Il faut que "les pouvoirs publics se positionnent aux côtés des femmes pour que les victimes de harcèlement puissent être en mesure d'agir sur leur situation", a réagi jeudi 30 août sur franceinfo, Mikaël Gluschankof, secrétaire général de l’association Le Deuxième Regard, après la plainte déposée lundi dernier pour viols et agressions sexuelles par une comédienne française de 22 ans à l'encontre de Gérard Depardieu.

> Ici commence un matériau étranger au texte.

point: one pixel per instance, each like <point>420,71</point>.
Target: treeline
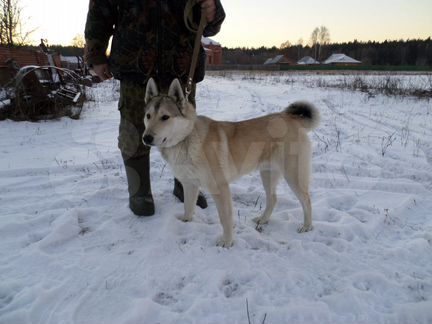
<point>397,53</point>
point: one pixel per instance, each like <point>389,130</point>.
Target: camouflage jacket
<point>150,38</point>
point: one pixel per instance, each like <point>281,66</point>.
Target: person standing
<point>149,40</point>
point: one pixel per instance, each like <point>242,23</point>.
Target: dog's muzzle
<point>148,140</point>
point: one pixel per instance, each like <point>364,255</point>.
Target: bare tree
<point>319,37</point>
<point>299,48</point>
<point>323,39</point>
<point>11,26</point>
<point>285,44</point>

L'association Le Deuxième Regard agit pour l'égalité entre les femmes et les hommes dans l'industrie du cinéma et de l'audiovisuel. Mikaël Gluschankof souligne que "la parole se libère" depuis l'affaire Harvey Weinstein aux États-Unis et le mouvement MeeToo en France, et que "ces prises de paroles sont de plus en plus écoutées".

franceinfo : Que souhaitez-vous ?

Mikaël Gluschankof : Ce qui nous intéresse, c'est de prendre de la hauteur quand une affaire comme cela sort. Il y a bien sûr une résonnance avec l'affaire Weinstein.
Nous, on se rend compte que cela ne se passe pas qu'aux États-Unis. C'est aussi un moment pour questionner les rapports de domination, en particulier dans l'industrie du cinéma. Il y a eu des enquêtes qui ont été menées. C'est aussi positif que les médias se saisissent de ces questions pour donner la parole aux femmes qui ont été victimes de ces violences, mais aussi pour leur donner une place où elles peuvent prendre la parole.

Est-ce que cela reste difficile d'exprimer ces agressions dans le cinéma français ?

Dans n'importe quel milieu, c'est difficile de faire ressortir une affaire d'agression. Il faut des faits avérés, un avocat, être solide psychologiquement. Notre travail, c'est de travailler avec les institutions qui soutiennent l'industrie pour permettre que les affaires existantes puissent arriver devant le tribunal et que les personnes puissent être reconnues en tant que victimes. Et faire en sorte qu'il y en ait de moins en moins qui se produisent. En France, les pouvoirs publics sont très présents dans la structuration de l'économie du secteur. [On souhaite que] les pouvoirs publics se positionnent aux côtés des femmes et des victimes de harcèlement pour mettre en place des outils pour que les victimes de harcèlement puissent être en mesure d'agir sur leur situation.

Est-ce que la parole se libère plus ?

La parole se libère à partir du moment où l'on crée la possibilité de la libération de la parole. On travaille avec les professionnels du cinéma. Ce qui change, ce sont les contextes dans lesquels la parole se libère. Ce sont des choses qui étaient sues mais qui étaient dites de manière informelle ou dans des cercles privés, qui étaient évidemment généralement délégitimées ou dédramatisées. Le milieu du cinéma est un milieu où la réputation compte beaucoup. Les choses étaient dites, mais il n'y avait pas de suite. L'affaire Weinstein et le mouvement MeeToo en France font que ces prises de paroles sont de plus en plus écoutées.